To the right is a picture of the north entrance of The Greenbrier, which bills itself as "America’s Resort."  But after some surprising developments last week, it may be known soon as Jim Justice’s resort.

CSX has owned The Greenbrier since 1910, when the railroad’s predecessor, the Chesapeake and Ohio Railway, bought it.  Last year, the resort, a victim of the downturn in demand for luxury resort lodging and its parent’s loss in railroad freight volume, lost $35 million. 

Earlier this year, CSX hired Goldman Sachs to analyze its options regarding the resort.  What CSX and Goldman apparently determined was that CSX didn’t want to, or couldn’t afford to, keep the resort, so in March, The Greenbrier Hotel Corporation, the CSX entity that owns the resort, filed Chapter 11 bankruptcy in United States Bankruptcy Court in Richmond, Virginia.  In re: Greenbrier Hotel Corporation, Case No. 09-31703 (E. D. Va.).

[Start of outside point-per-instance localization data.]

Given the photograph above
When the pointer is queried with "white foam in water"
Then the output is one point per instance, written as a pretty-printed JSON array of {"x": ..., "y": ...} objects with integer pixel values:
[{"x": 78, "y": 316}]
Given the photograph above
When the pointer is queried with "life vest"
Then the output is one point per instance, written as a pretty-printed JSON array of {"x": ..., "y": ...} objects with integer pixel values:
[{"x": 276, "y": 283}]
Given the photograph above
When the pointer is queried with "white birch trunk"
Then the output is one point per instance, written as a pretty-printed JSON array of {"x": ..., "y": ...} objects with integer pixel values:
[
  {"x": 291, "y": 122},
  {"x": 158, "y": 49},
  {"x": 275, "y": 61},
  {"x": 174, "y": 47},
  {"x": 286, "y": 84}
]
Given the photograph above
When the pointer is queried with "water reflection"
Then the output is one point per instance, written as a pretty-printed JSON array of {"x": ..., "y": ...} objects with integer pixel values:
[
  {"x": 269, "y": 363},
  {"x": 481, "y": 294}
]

Contemporaneously with that filing, the hotel corporation announced that it would sell the resort to Marriott Hotel Services, Inc., in a deal that would provide Marriott up to $50 million over two years to operate the resort.  Ultimately, Marriott would pay CSX between $60 and $130 million, depending on the hotel’s financial performance, over seven years.  

At least, that was the deal that everyone thought was in place until last Thursday, when Jim Justice, a West Virginia coal operator, announced that his family-owned company, Justice Family Group, LLC, had purchased the resort and 80% of The Greenbrier Sporting Club from CSX for $20.1 million.   Here is Justice’s letter to the resort’s employees and West Virginia Governor Joe Manchin’s statement regarding the sale.  Justice has also agreed to pay a $2.6 million break-up fee to Marriott.

Not surprisingly, Marriott disagrees that Justice has a binding contract to purchase The Greenbrier, and said that it expects CSX to follow through with its agreement with Marriott.   Justice has said that he will ask the bankruptcy court to dismiss The Greenbrier’s bankruptcy, but according to this story from Hotel Online, the assistant United States Trustee explains that the bankruptcy must still run its course, including an auction scheduled for June 12.  Here is the hotel’s motion to dismiss the bankruptcy cases and shorten the notice period for hearing on the motion, which was filed last Friday.

If the auction goes forward, don’t automatically assume that Marriott will outbid Justice.  Marriott is in a stronger position financially, but Justice completed a deal earlier this year in which he sold his his companies’ coking-coal interests to Mechel OAO, a Russian mining and metals company, for $436 million in cash and 83.3 million preferred shares of its stock.

And although $20 million for The Greenbrier is a bargain, Justice may still be willing to pay more for the resort than Marriott, particularly if Marriott has to sue CSX to enforce its contract.  On the other hand, Marriott appears to have a solid tortious interference claim against Justice, especially since Marriott said, as of last Friday, that it didn’t know anything about a break-up fee.